Marcelo Montenegro, alto funcionario del Ministerio de Economía, intentando demostrar que el neoliberalismo ha sido superado, argumentaba: “La esencia del actual modelo es la mayor y creciente presencia del Estado en la economía, lo que en buen romance significa que el Estado es quien lidera la conducción del rumbo de la economía, a través del manejo de empresas estatales en sectores estratégicos: YPFB en el energético, Vinto-Huanuni en el minero, ENTEL, BOA y ENDE en el de servicios públicos, y EMAPA en el rubro de producción de alimentos”. (1)

La primera parte de tal afirmación implica que antes del “proceso de cambio” la presencia del Estado era menor y poco trascendente en la economía, lo que no es cierto. Una somera revisión de las medidas de política pública e, incluso de las acciones administrativas adoptadas por gobiernos anteriores al de Evo Morales, demuestran con suficiencia que el Estado participó en la economía nacional, tan o más activamente que en el denominado periodo estatista, orientando sus acciones a favorecer a los inversores extranjeros y a las elites económicas nacionales que medraban a su alrededor.

La prohibición impuesta a YPFB para que no continuara realizando actividades exploratorias, fue claramente una acción estatal; al igual que las excesivas ventajas otorgadas a las mismas, que hicieron que el flujo de inversiones aumentará en la primera etapa y luego disminuyera, cuando se las exoneró de la obligación de perforar un pozo por parcela. Es más, sólo una clara acción de política estatal convirtió a prefecturas y municipios en administradoras de contratos de infraestructura, que al margen de una visión integral de desarrollo sólo sirvió para empoderar y enriquecer a pequeños grupos económicos.

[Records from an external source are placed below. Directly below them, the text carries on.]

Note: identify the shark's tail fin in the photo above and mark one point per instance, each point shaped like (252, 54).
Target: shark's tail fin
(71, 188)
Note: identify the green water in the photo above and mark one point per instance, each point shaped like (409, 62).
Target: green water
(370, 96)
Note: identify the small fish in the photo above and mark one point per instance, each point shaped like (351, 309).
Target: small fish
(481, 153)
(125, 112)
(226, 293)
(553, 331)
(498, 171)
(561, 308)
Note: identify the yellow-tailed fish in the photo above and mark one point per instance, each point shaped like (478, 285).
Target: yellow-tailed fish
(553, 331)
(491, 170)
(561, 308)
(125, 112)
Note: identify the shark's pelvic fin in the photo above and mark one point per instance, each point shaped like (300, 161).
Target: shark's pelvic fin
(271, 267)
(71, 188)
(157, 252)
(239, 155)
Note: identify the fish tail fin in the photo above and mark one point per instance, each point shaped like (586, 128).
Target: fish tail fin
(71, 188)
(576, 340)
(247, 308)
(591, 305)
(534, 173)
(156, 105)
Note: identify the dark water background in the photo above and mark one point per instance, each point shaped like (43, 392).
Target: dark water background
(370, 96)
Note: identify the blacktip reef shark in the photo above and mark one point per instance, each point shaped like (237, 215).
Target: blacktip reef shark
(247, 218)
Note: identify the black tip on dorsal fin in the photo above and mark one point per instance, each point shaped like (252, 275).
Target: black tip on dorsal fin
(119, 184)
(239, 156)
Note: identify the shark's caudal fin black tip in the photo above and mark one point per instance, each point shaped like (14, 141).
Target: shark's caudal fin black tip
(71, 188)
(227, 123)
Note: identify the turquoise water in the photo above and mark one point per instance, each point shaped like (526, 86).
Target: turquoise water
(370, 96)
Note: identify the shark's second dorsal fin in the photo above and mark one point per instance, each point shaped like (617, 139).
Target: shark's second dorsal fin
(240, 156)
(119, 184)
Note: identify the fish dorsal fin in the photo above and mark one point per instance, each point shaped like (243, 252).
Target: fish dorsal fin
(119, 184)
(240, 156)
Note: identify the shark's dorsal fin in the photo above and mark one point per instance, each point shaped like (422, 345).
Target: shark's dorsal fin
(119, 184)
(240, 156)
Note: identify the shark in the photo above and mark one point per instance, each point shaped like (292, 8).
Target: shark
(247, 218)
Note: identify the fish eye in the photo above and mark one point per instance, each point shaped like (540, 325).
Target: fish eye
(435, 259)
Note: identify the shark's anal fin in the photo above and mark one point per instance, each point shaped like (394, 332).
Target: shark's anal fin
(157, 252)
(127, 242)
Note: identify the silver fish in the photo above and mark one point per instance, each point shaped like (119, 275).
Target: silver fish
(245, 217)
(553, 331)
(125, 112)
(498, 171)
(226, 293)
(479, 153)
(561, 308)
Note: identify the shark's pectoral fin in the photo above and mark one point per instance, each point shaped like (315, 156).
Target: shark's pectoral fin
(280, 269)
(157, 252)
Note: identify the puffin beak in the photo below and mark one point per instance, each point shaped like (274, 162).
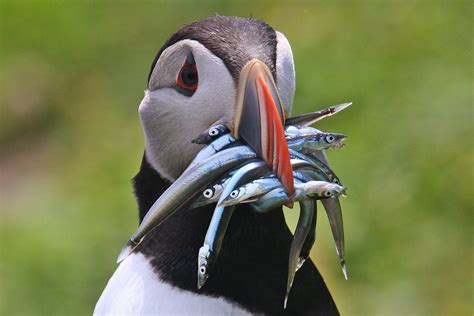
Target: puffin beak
(259, 120)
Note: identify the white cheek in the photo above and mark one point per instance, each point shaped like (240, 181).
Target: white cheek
(171, 120)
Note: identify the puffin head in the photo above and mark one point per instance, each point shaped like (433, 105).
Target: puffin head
(204, 73)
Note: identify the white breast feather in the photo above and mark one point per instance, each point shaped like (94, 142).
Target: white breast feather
(135, 289)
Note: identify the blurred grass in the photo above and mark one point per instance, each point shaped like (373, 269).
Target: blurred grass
(72, 76)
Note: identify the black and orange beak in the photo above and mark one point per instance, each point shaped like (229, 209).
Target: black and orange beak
(259, 120)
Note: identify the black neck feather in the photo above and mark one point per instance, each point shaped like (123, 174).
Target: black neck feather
(252, 267)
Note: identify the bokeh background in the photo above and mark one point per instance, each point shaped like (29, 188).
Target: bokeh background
(73, 74)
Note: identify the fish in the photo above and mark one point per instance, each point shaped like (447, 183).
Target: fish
(303, 191)
(210, 150)
(313, 117)
(315, 141)
(333, 210)
(307, 212)
(212, 245)
(213, 192)
(318, 165)
(310, 239)
(334, 213)
(250, 191)
(185, 188)
(317, 190)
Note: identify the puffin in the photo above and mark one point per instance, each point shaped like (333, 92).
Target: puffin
(194, 81)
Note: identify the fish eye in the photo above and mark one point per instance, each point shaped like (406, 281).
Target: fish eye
(208, 193)
(213, 132)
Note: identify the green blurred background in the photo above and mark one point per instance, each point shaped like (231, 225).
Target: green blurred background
(73, 74)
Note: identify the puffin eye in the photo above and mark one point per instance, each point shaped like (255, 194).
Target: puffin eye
(187, 80)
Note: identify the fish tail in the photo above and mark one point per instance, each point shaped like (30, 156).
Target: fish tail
(127, 250)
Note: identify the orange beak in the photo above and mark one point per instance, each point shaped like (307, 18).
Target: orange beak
(259, 120)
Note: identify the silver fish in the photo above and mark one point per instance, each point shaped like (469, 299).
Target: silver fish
(309, 241)
(311, 118)
(210, 150)
(212, 193)
(315, 141)
(307, 212)
(250, 191)
(334, 214)
(317, 190)
(185, 189)
(317, 164)
(210, 250)
(303, 191)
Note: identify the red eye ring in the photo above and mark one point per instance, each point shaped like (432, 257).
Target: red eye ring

Con base en esta evidencia, perfectamente podría decirse que el neoliberalismo, más que un modelo económico que privilegia la determinación del mercado en la economía, es una fuerza política que promueve la activa participación de todos los niveles del Estado para favorecer los intereses de determinados grupos de poder y no de toda la colectividad. No obstante, no trato aquí de delimitar qué es el “modelo neoliberal” o qué no lo es; pienso que la definición abstracta de un modelo económico, a más de una ventaja didáctica, es prácticamente inútil a la hora de evaluar el rol del Estado en el funcionamiento de una economía específica. Más inútil todavía si se olvida, cómo parece que lo hace Montenegro, que actualmente no hay ni un solo país que funcione sin la activa participación del Estado en la economía.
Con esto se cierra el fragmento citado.